Bill Young, KERA’s vice president in charge of programming, admits that “the pledge drive programming does skew a little toward older viewers, but there is a fair amount for younger viewers as well.”
So what did the younger viewers get? Concerts by Paul Simon and Bruce Springsteen, which I would contend are for the middle-agers. Similar demos for an Otis Redding concert from 1967, and ’60s folkies Peter, Paul and Mary.
In effect, the national PBS programming people keep recycling older programs that have been the most successful in bringing in the bucks. Hence, you get a doo-wop music special that was shot in Pittsburgh in 2002 and is still seen around the country four times a year. “In the Still of the Night” by The Five Satins is certainly a nice song, but more than 50 years old. Red Skelton might have liked that number.
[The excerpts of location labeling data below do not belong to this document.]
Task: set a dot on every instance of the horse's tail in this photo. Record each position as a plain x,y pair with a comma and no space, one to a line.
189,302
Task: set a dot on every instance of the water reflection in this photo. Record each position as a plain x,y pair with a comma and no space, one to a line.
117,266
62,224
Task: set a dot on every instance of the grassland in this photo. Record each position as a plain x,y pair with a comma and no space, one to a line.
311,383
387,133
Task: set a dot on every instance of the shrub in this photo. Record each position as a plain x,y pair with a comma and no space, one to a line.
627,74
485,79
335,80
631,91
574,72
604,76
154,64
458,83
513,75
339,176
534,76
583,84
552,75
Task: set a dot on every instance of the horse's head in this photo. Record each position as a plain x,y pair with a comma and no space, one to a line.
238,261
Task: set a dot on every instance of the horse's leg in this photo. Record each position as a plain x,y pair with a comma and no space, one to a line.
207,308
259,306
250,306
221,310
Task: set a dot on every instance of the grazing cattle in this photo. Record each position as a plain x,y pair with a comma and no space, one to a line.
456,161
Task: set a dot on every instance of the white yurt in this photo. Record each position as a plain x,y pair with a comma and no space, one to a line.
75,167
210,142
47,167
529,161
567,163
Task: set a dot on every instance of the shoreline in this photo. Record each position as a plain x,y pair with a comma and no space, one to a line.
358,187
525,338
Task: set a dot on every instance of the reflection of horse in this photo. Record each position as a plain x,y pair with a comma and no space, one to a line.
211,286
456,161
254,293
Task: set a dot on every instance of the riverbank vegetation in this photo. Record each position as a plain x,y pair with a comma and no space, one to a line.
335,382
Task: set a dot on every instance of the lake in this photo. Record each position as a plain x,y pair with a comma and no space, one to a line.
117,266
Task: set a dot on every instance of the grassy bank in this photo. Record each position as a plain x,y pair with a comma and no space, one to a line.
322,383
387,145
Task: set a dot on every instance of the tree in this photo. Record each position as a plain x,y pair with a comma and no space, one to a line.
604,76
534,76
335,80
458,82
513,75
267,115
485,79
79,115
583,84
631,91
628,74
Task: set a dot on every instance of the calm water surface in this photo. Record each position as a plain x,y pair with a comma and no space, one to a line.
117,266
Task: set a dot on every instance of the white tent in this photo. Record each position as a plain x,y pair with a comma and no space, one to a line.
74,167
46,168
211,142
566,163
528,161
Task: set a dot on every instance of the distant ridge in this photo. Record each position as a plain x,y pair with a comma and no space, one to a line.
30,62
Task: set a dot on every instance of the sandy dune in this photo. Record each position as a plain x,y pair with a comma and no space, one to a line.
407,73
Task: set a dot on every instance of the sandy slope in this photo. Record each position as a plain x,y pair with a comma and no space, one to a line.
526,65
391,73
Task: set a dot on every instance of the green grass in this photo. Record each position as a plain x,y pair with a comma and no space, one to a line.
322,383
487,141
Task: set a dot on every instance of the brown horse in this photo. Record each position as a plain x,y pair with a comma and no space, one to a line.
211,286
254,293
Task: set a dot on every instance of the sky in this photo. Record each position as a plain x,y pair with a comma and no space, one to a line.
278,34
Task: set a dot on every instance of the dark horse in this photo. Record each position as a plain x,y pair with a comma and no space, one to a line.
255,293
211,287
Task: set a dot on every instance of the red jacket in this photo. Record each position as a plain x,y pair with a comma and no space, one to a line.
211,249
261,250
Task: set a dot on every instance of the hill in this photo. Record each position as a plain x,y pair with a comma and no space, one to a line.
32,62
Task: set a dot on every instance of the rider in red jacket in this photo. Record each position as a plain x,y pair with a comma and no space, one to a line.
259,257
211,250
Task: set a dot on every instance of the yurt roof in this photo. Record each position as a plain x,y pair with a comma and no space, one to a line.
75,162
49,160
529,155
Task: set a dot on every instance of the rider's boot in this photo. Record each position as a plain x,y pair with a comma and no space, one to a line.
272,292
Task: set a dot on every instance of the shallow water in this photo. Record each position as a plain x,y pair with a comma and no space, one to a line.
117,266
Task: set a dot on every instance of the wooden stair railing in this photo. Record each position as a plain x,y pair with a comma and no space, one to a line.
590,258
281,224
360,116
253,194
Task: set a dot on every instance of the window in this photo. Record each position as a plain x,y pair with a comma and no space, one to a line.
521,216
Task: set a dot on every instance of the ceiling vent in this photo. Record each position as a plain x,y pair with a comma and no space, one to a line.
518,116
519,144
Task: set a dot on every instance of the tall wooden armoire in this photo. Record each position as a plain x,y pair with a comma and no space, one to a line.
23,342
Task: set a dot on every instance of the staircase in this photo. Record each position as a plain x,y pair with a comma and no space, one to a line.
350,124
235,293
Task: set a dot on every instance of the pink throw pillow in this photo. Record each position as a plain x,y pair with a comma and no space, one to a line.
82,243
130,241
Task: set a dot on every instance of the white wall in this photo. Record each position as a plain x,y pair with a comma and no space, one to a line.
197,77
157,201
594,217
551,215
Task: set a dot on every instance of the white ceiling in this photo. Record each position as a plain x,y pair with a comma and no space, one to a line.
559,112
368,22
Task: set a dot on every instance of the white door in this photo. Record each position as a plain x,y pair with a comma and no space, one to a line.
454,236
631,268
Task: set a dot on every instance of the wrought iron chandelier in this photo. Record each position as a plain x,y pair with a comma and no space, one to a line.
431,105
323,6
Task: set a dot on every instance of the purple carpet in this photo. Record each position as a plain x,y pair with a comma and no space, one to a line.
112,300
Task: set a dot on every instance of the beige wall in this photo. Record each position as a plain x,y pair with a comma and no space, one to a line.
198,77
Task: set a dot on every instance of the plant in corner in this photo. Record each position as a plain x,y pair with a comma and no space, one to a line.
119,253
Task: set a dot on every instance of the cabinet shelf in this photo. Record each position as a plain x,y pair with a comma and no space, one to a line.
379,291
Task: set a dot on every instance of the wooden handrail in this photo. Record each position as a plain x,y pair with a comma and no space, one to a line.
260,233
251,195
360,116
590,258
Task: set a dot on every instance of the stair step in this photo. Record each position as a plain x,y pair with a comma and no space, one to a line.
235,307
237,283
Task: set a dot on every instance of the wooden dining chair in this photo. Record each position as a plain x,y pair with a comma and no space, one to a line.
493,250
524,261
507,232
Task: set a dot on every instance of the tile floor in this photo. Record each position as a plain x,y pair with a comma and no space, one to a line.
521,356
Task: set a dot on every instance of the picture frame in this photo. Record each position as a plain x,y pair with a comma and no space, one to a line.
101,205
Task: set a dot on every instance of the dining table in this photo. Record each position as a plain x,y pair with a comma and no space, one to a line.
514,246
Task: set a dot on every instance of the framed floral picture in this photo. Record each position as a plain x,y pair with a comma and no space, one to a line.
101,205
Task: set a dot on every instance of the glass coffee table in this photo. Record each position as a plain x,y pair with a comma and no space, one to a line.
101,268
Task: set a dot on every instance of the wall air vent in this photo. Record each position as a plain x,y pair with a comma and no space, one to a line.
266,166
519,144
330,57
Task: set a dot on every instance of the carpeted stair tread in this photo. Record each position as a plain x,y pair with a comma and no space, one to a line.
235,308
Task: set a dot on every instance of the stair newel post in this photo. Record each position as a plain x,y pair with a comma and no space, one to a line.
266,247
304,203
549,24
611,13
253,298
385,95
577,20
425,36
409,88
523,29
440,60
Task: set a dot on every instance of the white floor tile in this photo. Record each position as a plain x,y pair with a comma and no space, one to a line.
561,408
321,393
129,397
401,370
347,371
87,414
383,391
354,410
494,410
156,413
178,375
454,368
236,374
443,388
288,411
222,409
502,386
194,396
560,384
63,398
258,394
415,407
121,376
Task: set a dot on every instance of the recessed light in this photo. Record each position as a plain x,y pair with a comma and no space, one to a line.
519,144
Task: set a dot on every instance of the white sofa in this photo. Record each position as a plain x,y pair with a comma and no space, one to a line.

KERA aired 26 specialty programs during its March pledge drive. Why not incorporate the popular programs like Antiques Roadshow and the investigative Independent Lens and American Masters profiles into pledge events? Young said that has been tried some in the past, “but historically those programs do not generate a lot of money.”
One result has been that the programming leans heavily on the self-help gurus who are pushing their products and giving KERA a cut via the pledges. It used to be you got a coffee mug or a tote bag if you joined, but now, for a pledge of maybe a couple of hundred dollars, you get a book on how to manage your retirement funds.
In part, this is just the way public broadcasting stations have always done things. Before the advent of cable television and the internet, public television represented an important alternative for viewers. Because it provided news and cultural programming, commercial-free, that was not found on for-profit stations, KERA could argue that “viewers like you” should support the programming directly, through donations.
But that is not the case any more. Public television is no longer the only place you can go to see cooking shows or history programs or even thorough investigative pieces. The pledge programming process is no longer about lauding “experimental” programming or the “originality” the shows provide. It is more about keeping those aging viewers and their money, the people who have been with them since TV was a four-channel universe.
Like many mainstream media institutions, public television has not come to grips with the changing media landscape. Many people in their 20s and 30s don’t read daily newspapers or watch KERA, partly because little is offered that interests them. So the newspapers and public stations are stuck with this older audience, which gets smaller as the years go by, since there is no one to replace them in the pipeline.
About 15 years ago, when I wrote a story on the state of PBS for a national magazine, one of the head honchos in Washington told me, “We have the kids watching us until they are about five or six,” he said, “then we lose them for a long time and get them back when they are in their 40s.”
Maybe we should adjust that number. Viewers now probably return in their 50s. And the average is surely about 10 years older than that during the eight weeks of pledge drives each year.